An inmate confined in an outdoor holding cell succumbed to the desert heat. "There's something medieval about it," a critic said.

PHOENIX - A prostitute doing time behind bars, Marcia Powell was temporarily moved one day last month to an outdoor holding pen with nothing but a chain-link-fence roof to shield her from the searing desert sun.

She lasted less than four hours.

Powell, 48, collapsed in the 108-degree heat and died at a hospital the next day, touching off a criminal investigation and bringing an abrupt end to a little-known practice in Arizona's prison system that inmate-rights activists found repellent.

Donna Leone Hamm, director of the local nonprofit Middle Ground Prison Reform, called the outdoor cages barbaric.

"There's something medieval about it," she said. "It doesn't comport with any humane or community standard that we would ordinarily think of for any animal, including a human."
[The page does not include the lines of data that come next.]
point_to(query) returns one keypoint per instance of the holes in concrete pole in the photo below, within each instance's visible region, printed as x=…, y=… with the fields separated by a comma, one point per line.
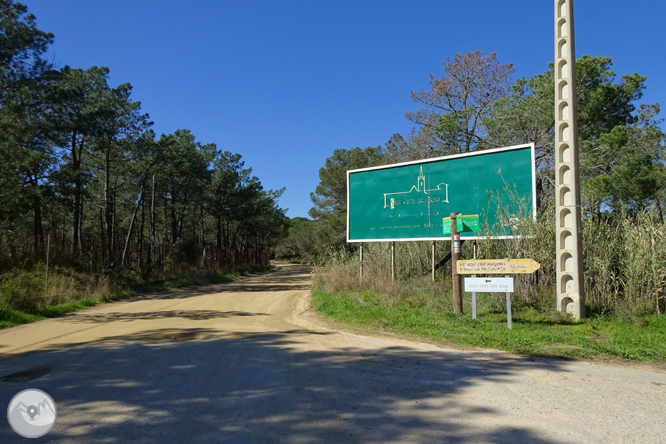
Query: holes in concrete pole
x=566, y=218
x=564, y=132
x=565, y=175
x=566, y=240
x=566, y=305
x=567, y=284
x=562, y=7
x=562, y=49
x=566, y=196
x=564, y=153
x=566, y=263
x=564, y=90
x=563, y=69
x=564, y=111
x=562, y=28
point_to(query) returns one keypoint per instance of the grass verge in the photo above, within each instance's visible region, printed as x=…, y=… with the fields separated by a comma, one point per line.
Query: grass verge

Arizona's 10 state prisons have 233 outdoor cells for temporarily holding inmates awaiting transfer to punishment wards, medical units, other prisons or work assignments. All four sides and the roof of each cell are made of chain-link fence. Some have coverings that provide shade; others do not.

They have been used year-round, despite temperatures in Arizona that can climb over 100 from the spring through the fall, and top 110 in the summer.

Corrections spokesman Barrett Marson said that Arizona prisons have had outdoor enclosures since at least the 1960s. Corrections Director Charles Ryan said he did not know whether other inmates had died or become seriously ill from being held in one.

After Powell's collapse at the Perryville state prison outside Phoenix on May 19, Ryan all but banned the use of outdoor detention cells, putting Arizona in line with other hot-weather Sunbelt states. He said the cages would be used only in extraordinary circumstances, such as a prison riot or a brawl.

"The situation that Marcia Powell experienced will not occur again," Ryan said.

Florida and New Mexico do not have outdoor holding cells, prison officials there said. Texas and California have outdoor cells, but they are shaded, officials said.

On the day she collapsed, Powell, who was serving a more than two-year sentence and had a history of drug addiction and mental illness, was being transferred from one section of the prison to an observation ward after seeing a psychologist, officials said.

She was put in the unshaded holding cell and forced to wait because of a disturbance in the observation ward, authorities said.

Prison policy called for inmates to be removed from outdoor cells after two hours, but that wasn't done. Also, guards were 20 yards away in a control room while she was in the cell and were supposed to check on her every 30 minutes. Authorities are investigating whether that was done and how much water Powell was given.

Three guards have been suspended.

Authorities said Powell died of heat-related causes, but the autopsy results have not been released. Investigators said they were looking into whether she was taking any psychiatric medication that might have affected her ability to withstand the heat.